“Since 2010, 47 percent of value creation has come from operations, up from 18 percent in the 1980s. Meanwhile, financial engineering’s share has fallen to 25 percent from 51 percent.”Ted Bililies, “Private Equity Needs a New Talent Strategy,” Mondaq Business Review, Oct 26 2023
Over the past year I have become fascinated with the operating-partner model and why it works so well. An operating partner is an executive who takes an equity stake and dives into the trenches to accelerate or even rescue a company. Charlie Munger summed it up perfectly: “Show me the incentives and I will show you the outcomes.” Equity-based incentives can translate into generational wealth when the playbook works.
So why does the idea resonate while traditional consulting often sparks eye-rolling? Talk to almost anyone outside the consulting bubble and you will hear a war story. The Big Four have impressive track records and nobody at a Fortune 100 is fired for hiring them, yet the engagement model feels dated. A team parachutes in, sells time-and-materials knowledge, spends six months building slide decks, starts the meter for follow-up questions, then disappears. It is expensive, transactional, and now that artificial intelligence is mainstream-increasingly fragile because the “knowledge moat” is leaking.
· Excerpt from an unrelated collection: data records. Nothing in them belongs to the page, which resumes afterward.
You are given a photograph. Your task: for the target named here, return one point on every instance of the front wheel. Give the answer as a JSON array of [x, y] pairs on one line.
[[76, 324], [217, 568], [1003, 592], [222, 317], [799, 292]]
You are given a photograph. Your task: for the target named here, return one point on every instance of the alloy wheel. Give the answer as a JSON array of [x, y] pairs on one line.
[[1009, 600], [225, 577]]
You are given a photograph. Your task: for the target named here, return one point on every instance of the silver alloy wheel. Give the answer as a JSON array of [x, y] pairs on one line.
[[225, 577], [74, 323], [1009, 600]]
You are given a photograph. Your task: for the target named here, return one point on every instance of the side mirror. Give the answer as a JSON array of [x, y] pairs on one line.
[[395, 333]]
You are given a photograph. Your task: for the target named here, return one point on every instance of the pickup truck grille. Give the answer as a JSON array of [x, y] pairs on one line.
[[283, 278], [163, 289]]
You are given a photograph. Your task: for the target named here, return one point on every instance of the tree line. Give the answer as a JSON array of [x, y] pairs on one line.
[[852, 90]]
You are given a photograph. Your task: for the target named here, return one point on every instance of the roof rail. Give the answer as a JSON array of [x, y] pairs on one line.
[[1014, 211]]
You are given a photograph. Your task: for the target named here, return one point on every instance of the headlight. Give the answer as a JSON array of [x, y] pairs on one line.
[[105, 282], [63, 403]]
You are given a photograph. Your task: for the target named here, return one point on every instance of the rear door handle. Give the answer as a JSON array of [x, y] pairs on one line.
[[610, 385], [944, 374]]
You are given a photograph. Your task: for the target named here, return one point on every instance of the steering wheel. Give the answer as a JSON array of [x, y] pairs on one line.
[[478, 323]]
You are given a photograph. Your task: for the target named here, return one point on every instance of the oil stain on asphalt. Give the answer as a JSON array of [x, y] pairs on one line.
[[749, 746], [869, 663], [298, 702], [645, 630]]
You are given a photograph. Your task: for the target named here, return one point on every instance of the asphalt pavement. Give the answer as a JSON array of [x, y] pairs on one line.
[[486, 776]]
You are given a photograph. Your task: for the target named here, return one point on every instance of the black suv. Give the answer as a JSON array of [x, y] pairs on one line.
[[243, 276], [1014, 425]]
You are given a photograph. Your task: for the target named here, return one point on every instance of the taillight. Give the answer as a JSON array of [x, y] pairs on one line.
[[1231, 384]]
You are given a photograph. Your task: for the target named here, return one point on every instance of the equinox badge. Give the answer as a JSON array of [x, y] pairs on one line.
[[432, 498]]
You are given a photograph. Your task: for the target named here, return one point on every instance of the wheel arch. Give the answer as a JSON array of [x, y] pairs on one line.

Knowledge has become a commodity. A modern language model can answer detailed questions about markets, processes, or code in seconds. Agent-style tools already handle routine analysis, and GPT-o3 shows early signs of agentic behavior. Unless a firm combines proprietary data or unparalleled distribution with its advice, its economics will be squeezed.
What remains scarce is execution stamina. Businesses need entrepreneurial operators who roll up their sleeves, own outcomes, and stick around. Advice is cheap; delivery is not. Pair a highly incentivized team with rapidly improving AI and you get leverage an hourly-rate model cannot match. Context windows still limit models, so humans with deep product intuition are the bridge between raw capability and real-world results. Eventually, that moat might dry up as well.
The sales landscape tells a similar story. Inboxes overflow, LinkedIn is crowded with bots, and paid ads only get more expensive. What cuts through is performance plus a personal touch. When knowledge is commoditized, commitment becomes the differentiator. Practitioners who embed, share the upside, and make themselves indispensable will thrive. Investors will keep acquiring companies, but the pool of people willing, and able, to do the gritty operational work is shrinking. Those eager to dive in stand to win big.